I’ve had this album for decades and only just now did I realize that Bob Dylan was holding a cat!
The Impressions - unknown album
Robbert Johnson - King of the Delta Blues
Lotte Lenya - unknown album
The Folk Blues of Eric Von Schmidt
And a Time magazine, with what looks to be LBJ on the cover?
Side one (Electric Side)
1. “Subterranean Homesick Blues”
2. “She Belongs to Me”
3. “Maggie’s Farm”
4. “Love Minus Zero/No Limit”
5. “Outlaw Blues”
6. “On the Road Again”
7. “Bob Dylan’s 115th Dream”
Side two (Acoustic Side)
1. “Mr. Tambourine Man”
2. “Gates of Eden”
3. “It’s Alright, Ma (I’m Only Bleeding)”
4. “It’s All Over Now, Baby Blue”
Or a dismebodied head of a cat is appearing before him. Anyway, the cat must be dead by now.
Could you make out the records in post #8?
From Wiki...
Artwork
The album’s cover, photographed by Daniel Kramer with an edge-softened lens, features Sally Grossman (wife of Dylan’s manager Albert Grossman) lounging in the background. There are also artifacts scattered around the room, including LPs by the Impressions (Keep on Pushing), Robert Johnson (King of the Delta Blues Singers), Ravi Shankar (India’s Master Musician), Lotte Lenya (Sings Berlin Theatre Songs by Kurt Weill) and Eric Von Schmidt (The Folk Blues of Eric Von Schmidt).
Dylan had “met” Schmidt “one day in the green pastures of Harvard University” and would later mimic his album cover pose (tipping his hat) for his own Nashville Skyline four years later.
A further record, Françoise Hardy’s EP J’suis D’accord, was on the floor near Dylan’s feet but can only be seen in other shots from the same photo session, as well as a copy of the Wilhelm/Baynes version of I Ching.
Visible behind Grossman is the top of Dylan’s head from the cover of Another Side of Bob Dylan; under her right arm is the magazine Time with President Lyndon B. Johnson as “Man of the Year” on the cover of the January 1, 1965 issue. There is a harmonica resting on a table with a fallout shelter (capacity 80) sign leaning against it.
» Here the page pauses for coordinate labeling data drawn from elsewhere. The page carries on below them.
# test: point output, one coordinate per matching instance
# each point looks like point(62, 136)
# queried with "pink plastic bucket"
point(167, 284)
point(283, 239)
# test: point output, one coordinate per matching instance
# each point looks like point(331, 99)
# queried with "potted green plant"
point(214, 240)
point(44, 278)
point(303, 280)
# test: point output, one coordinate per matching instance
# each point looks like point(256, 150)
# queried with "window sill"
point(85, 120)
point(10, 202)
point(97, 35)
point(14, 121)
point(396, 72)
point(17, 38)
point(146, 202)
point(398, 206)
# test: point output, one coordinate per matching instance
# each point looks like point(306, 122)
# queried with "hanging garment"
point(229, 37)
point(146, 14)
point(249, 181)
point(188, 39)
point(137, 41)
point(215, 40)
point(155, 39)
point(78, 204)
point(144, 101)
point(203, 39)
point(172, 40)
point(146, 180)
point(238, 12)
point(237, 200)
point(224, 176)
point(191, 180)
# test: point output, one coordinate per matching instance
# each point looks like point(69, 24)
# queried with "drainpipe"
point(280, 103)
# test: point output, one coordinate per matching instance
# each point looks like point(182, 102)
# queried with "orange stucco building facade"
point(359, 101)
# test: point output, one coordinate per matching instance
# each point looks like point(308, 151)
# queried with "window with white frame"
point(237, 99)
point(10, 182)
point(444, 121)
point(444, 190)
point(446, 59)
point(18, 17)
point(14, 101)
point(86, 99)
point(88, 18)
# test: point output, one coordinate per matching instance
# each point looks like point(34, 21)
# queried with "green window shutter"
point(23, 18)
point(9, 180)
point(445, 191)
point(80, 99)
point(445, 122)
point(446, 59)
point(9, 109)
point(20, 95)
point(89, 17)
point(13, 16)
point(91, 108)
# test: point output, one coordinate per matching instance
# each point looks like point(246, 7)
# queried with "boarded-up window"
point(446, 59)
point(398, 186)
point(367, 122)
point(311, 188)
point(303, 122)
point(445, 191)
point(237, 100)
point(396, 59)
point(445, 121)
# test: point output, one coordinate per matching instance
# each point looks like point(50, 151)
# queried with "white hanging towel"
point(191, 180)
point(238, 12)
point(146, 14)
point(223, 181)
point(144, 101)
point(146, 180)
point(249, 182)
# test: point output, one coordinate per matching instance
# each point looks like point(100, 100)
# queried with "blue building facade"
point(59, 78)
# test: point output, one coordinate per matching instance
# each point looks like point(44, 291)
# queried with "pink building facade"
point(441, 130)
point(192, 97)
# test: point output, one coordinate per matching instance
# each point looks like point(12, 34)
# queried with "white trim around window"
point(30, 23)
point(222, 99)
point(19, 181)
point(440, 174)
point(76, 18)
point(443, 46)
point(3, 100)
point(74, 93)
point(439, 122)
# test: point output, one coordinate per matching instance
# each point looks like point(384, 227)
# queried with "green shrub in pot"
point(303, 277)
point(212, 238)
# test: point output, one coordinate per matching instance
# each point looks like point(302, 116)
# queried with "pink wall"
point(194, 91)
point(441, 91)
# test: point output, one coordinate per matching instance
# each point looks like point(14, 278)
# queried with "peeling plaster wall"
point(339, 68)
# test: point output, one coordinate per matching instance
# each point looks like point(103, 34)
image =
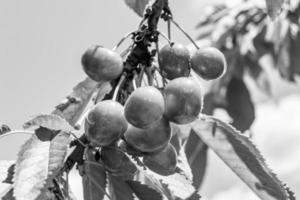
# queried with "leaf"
point(196, 152)
point(39, 161)
point(239, 104)
point(53, 122)
point(6, 175)
point(274, 7)
point(294, 53)
point(120, 189)
point(144, 192)
point(94, 178)
point(238, 152)
point(176, 183)
point(138, 6)
point(72, 107)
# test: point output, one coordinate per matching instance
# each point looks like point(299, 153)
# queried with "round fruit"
point(174, 61)
point(105, 123)
point(144, 107)
point(150, 139)
point(209, 63)
point(129, 149)
point(164, 162)
point(183, 100)
point(116, 161)
point(102, 64)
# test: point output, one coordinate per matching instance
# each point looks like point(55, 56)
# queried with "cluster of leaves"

Above the fireplace on the mantle directly to the left of the painting is the Lord Buckley album The Best of Lord Buckley. Next to Lord Buckley is a copy of GNAOUA, a magazine devoted to exorcism and Beat Generation poetry edited by poet Ira Cohen, and a glass collage by Dylan called “The Clown” made for Bernard Paturel from colored glass Bernard was about to discard.
Dylan sits forward holding his cat (named Rolling Stone) and has an opened magazine featuring an advertisement on Jean Harlow’s Life Story by the columnist Louella Parsons resting on his crossed leg.
The cufflinks Dylan wore in the picture were a gift from Joan Baez, as she later referenced in her 1975 song “Diamonds & Rust”. Daniel Kramer won a Grammy nomination for best album cover for the photograph.
On the back cover (also by Kramer), the woman massaging Dylan’s scalp is the filmmaker and performance artist Barbara Rubin.
She was a smoker. Ipso facto early death due to covid.
Now I know the full story!
>She was a smoker.<
And a joker as well as a midnight toker, too.
almost looks like a rifle over his shoulder
I am getting on in years and still did not notice the cat.